Vision problems are extremely common complaints. Poor lighting, constant staring at computer screens and other strains contribute to people suffering from imperfect vision. Of course, vision problems are not new problems and there have been innumerable people that have tried to explain why vision degrades. Many of these people have also tried to create methods by which people could improve their vision and help prevent further worsening of their vision. A popular method is eye exercises, especially those created by William Horatio Bates in the late 1800’s.

The Bates Method

William Bates was an ardent believer that vision problems were the result of strain on the eyes. He felt that glasses were a crutch that were not only unnecessary in any situation but could be harmful, increasing the strain on the eyes and further damaging the person’s vision. Bates also believed that much of the strain on a person’s eyes was physiological. That is, that the eyeball actually changed in shape when attempting to focus on something, and that this change, when forced to be dramatic, caused strain. Bates eye exercises intended to strengthen the eye, making these changes in shape less drastic and thereby reducing the strain they caused on the eye. Bates also felt that exposure to sunlight would relieve the constant strain on eyes and improve vision.

One of the Bates eye exercises meant to reduce strain was referred to as “palming”. During this process patients were encouraged to close their eyes for several minutes and relax.
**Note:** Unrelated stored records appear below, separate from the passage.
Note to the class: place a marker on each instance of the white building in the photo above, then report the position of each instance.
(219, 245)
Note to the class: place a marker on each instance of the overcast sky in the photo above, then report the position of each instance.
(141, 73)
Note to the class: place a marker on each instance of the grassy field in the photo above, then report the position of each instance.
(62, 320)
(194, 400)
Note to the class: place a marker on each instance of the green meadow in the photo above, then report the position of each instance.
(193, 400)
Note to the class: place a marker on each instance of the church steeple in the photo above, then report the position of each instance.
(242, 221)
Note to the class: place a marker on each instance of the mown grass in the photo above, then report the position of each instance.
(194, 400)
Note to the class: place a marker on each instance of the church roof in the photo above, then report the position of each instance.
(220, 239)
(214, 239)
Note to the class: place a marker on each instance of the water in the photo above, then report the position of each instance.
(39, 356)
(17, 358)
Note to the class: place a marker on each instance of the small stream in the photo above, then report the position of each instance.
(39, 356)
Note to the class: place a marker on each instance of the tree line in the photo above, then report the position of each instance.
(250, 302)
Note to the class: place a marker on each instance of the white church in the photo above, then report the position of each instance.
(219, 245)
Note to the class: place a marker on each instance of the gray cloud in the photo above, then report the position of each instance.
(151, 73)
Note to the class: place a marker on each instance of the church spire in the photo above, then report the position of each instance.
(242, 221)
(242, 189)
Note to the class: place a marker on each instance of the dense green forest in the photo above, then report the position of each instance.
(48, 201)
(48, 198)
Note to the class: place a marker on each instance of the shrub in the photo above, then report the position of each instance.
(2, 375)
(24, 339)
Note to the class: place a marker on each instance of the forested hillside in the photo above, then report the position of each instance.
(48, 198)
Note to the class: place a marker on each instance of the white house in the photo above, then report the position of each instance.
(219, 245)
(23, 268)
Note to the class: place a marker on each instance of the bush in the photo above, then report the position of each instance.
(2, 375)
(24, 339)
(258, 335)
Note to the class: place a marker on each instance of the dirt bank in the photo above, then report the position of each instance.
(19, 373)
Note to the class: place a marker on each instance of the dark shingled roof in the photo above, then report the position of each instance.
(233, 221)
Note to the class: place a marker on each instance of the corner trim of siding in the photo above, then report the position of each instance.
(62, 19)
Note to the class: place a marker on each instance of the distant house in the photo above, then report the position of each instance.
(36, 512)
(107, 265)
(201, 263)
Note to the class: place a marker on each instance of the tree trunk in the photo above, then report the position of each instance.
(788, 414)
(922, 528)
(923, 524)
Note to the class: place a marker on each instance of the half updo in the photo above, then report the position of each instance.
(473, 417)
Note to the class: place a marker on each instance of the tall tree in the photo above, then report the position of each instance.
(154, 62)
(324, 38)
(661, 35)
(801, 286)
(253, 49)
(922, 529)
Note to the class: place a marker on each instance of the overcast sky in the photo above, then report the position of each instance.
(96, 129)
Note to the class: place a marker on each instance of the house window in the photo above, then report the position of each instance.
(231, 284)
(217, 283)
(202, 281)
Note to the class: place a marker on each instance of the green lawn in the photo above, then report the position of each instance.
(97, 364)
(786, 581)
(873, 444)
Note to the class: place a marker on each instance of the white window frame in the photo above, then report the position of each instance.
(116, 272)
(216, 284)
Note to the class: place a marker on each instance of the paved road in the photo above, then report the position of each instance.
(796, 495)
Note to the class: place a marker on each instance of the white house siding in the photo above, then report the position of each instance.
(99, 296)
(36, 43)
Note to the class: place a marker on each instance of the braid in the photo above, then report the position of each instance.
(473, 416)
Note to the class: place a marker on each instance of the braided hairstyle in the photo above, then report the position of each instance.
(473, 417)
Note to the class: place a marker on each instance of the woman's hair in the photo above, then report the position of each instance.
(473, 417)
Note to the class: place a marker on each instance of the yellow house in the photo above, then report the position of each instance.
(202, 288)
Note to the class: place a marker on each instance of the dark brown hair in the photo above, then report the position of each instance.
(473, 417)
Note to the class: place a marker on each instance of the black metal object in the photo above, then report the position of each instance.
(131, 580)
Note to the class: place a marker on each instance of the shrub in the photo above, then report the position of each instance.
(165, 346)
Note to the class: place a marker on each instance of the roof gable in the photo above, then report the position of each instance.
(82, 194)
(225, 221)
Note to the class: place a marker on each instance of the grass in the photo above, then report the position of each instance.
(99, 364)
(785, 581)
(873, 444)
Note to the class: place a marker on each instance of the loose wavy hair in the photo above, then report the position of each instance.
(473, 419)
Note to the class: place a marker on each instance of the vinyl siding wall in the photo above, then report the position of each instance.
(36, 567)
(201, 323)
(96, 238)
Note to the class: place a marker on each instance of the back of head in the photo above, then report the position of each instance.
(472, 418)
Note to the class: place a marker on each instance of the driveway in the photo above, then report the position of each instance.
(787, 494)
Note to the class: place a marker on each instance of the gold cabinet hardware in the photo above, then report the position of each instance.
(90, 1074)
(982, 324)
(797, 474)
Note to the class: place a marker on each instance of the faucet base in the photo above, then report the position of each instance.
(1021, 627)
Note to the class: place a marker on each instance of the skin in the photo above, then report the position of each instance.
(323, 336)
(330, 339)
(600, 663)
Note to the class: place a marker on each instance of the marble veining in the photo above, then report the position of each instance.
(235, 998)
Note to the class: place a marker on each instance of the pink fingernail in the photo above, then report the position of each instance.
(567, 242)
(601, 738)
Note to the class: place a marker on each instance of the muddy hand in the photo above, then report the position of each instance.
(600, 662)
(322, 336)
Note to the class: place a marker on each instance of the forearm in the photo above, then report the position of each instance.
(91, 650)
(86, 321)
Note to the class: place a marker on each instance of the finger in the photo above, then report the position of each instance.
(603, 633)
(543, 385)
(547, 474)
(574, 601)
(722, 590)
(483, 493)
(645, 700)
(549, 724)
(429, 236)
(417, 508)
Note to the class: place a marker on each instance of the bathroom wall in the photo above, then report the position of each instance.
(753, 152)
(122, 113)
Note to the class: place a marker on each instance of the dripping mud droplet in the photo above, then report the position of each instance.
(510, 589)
By covering the eyes with the palms of their hands, without pressing on the eyes, the relaxation was deepened and the strain released. Bates believed that if the patient was truly relaxed he would see intense blackness and that any of the natural colors or lights experienced when a person closes his eyes was caused by eye strain and would disappear when he was fully relaxed.

Another of the Bates eye exercises that was meant to improve vision was visualization. By visualizing blackness, Bates asserted, a patient could improve not only his imagination but his actual vision as well.

Lazy Eyes

One type of eye complaint is amblyopia, or more commonly, lazy eye. A lazy eye is one that does not effectively communicate with the brain. It often does not cooperate with the other eye to create full sight, and sometimes “wanders” or appears to move around by itself. Lazy eye exercises can be effective in not only correcting the appearance of a lazy eye, but restoring cooperation between both eyes, and communication between the lazy eye and the brain.

One of the most common, and arguably most effective, lazy eye exercises is actually not a real “exercise” at all. Rather, it involves covering the healthy eye with a patch that totally removes all sight from that eye. The lazy eye is then forced to communicate with the brain, working harder to see and remain focuses. This is what is considered the “exercise”. When done regularly, wearing a eye patch can correct the amblyopia and allow both eyes to work together to improve vision and prevent future worsening of the eye condition.